The South African-born Swiss adventurer has circumnavigated the globe at the Equator, among other extraordinary feats
You’ve often been called the greatest explorer of all time. What do you think of that?
To me, Sir Ernest Shackleton, Captain Robert Falcon Scott and Roald Amundsen are the greatest explorers of all time! Those are the explorers that I’ve always admired and inspired me to pursue a career in exploration.
Tell us about your first ever major solo expedition.
In April 1997, I undertook a six-month solo traverse of the South American continent. I left on foot from the Pacific Ocean and climbed to the source of the Amazon River high in the Peruvian Andes. From there, I descended the 7,000 kilometres of the Amazon River with a hydrospeed until I reached the Atlantic Ocean.
What was the most challenging or dangerous situation you’ve had to face?

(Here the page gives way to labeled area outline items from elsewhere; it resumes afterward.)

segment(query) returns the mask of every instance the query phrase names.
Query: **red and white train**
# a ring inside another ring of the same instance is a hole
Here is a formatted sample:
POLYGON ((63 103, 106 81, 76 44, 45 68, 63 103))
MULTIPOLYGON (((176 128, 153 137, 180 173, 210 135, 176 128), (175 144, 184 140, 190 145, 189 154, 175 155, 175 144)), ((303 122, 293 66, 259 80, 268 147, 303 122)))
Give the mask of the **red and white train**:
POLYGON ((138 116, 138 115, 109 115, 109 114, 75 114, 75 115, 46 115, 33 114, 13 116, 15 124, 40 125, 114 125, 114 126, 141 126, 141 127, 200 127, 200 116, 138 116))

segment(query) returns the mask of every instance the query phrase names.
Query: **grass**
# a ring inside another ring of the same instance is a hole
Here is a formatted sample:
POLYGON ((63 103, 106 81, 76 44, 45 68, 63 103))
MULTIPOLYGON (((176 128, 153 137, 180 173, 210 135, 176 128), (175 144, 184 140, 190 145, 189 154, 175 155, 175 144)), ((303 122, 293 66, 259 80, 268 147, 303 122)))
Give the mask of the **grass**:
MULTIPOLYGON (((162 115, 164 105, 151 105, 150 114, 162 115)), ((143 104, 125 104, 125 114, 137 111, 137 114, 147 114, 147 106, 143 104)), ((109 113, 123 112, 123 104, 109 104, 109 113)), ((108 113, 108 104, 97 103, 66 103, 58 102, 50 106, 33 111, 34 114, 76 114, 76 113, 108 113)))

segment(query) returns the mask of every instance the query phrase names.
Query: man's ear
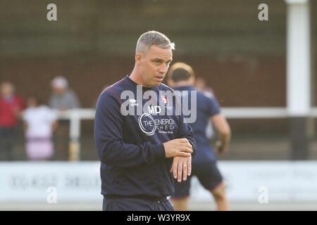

There have been many throughout my adventures, but to state a few: getting bitten by a snake and going completely blind for an entire week in the Amazon jungle, having my tent burn down in flames during my circumnavigation of the Arctic Circle, or falling down a crevasse during my latest expedition across Antarctica.
What is your goal whenever you set off for an expedition?
To share my adventures, inspire, learn from the world, and raise awareness.
Was there an unforgettable memory from all of your travels?
There are so many unforgettable memories, but a recent one would certainly be the day I reached the coast and saw the ocean after my 57-day solo traverse of Antarctica at the beginning of 2017.
What would you say is your greatest adventure of all time?
Most probably my recent solo traverse of Antarctica in 57 days. This was a childhood dream that finally came true, once I felt that I had acquired enough experience and knowledge from my previous expeditions.
Nobody has attempted to cross the continent solo and unsupported. Antarctica only has two months of summer, where the temperature is -30 degrees Celsius. In winter, it’s -90 degrees Celsius. It is impossible for human beings to stay alive.
My expedition was two months late because the ice held up the boat, but there was a small window of opportunity to make it across and I decided to go. I had a sled with enough food and fuel to keep me alive for 90 days.
Temperatures on the plateau were about -40 degrees Celsius. I lived in a tent and ate 12,000 calories a day just to have enough energy. The wind was constantly blowing around 50 kilometres an hour so pitching the tent was difficult and I couldn’t take my clothes off, even inside. My feet froze so I had to let blood out every day to release the pressure. If you want to do something that has never been done before, you must be willing to go that extra mile.
Twenty-eight days later, I reached the South Pole. I stayed only for a few hours because winter was approaching and I had to walk for my life. My body temperature went down to 35 degrees and I was suffering from hypothermia. I broke my ankle when one of my skis got caught in a snow drift. Things weren’t looking too good, but that’s life – you can’t stop. After 57 days, I reached the other side and I saw the ocean in front of me. It was one of the most amazing experiences of my life.
Why do you do what you do?
That’s a question I often ask myself. As a professional explorer, I’ve climbed five 8,000-metre peaks. Every year, nearly half the people who attempt to climb them die, so why do people do it? Birds fly because they can and fish swim because they are made to swim. I explore because that’s what makes me happy, and that’s what I want to do in life. Adventure is something that puts a smile on my face. Although it’s risky, I’m not afraid of dying. I’m afraid of not living.
What’s the best thing about your ‘job’?
Traveling to remote places and witnessing the untouched beauty of this planet! I drove across the Himalayas on an expedition with my two daughters, and we passed some of the highest roads in the world. The people there don’t often see cars, so when my daughters drove past them on the road, all their heads turned and they started pointing.
I was half a kilometre behind and when I saw how excited they were, I stopped next to them, got out of the car and opened the doors – and about 20 people piled into it, one sitting on top of the other, some trying to steer the wheel. Sharing that passion for adventure, knowing that this will be something that they will speak about for the rest of their lives, is the way to make people happy.
Some advice for those who want to follow in your footsteps.
Motivation is not enough to succeed. You need to believe in yourself and always be disciplined. We all have a hunger for adventure. We can be adventurous in anything: mountaineering, music, art, science – but what’s important is to step out of the comfort zone. If you’re afraid of losing, you can never win. It’s only when the will to win becomes bigger than the fear to lose that you can go out there and achieve amazing things.
Where to next?
India! I plan on climbing the highest virgin peak in the Himalayas, but instead of taking a plane, my daughters and I plan on driving from Malaysia all the way to India, passing through Thailand, Cambodia, Laos, Myanmar and Bangladesh.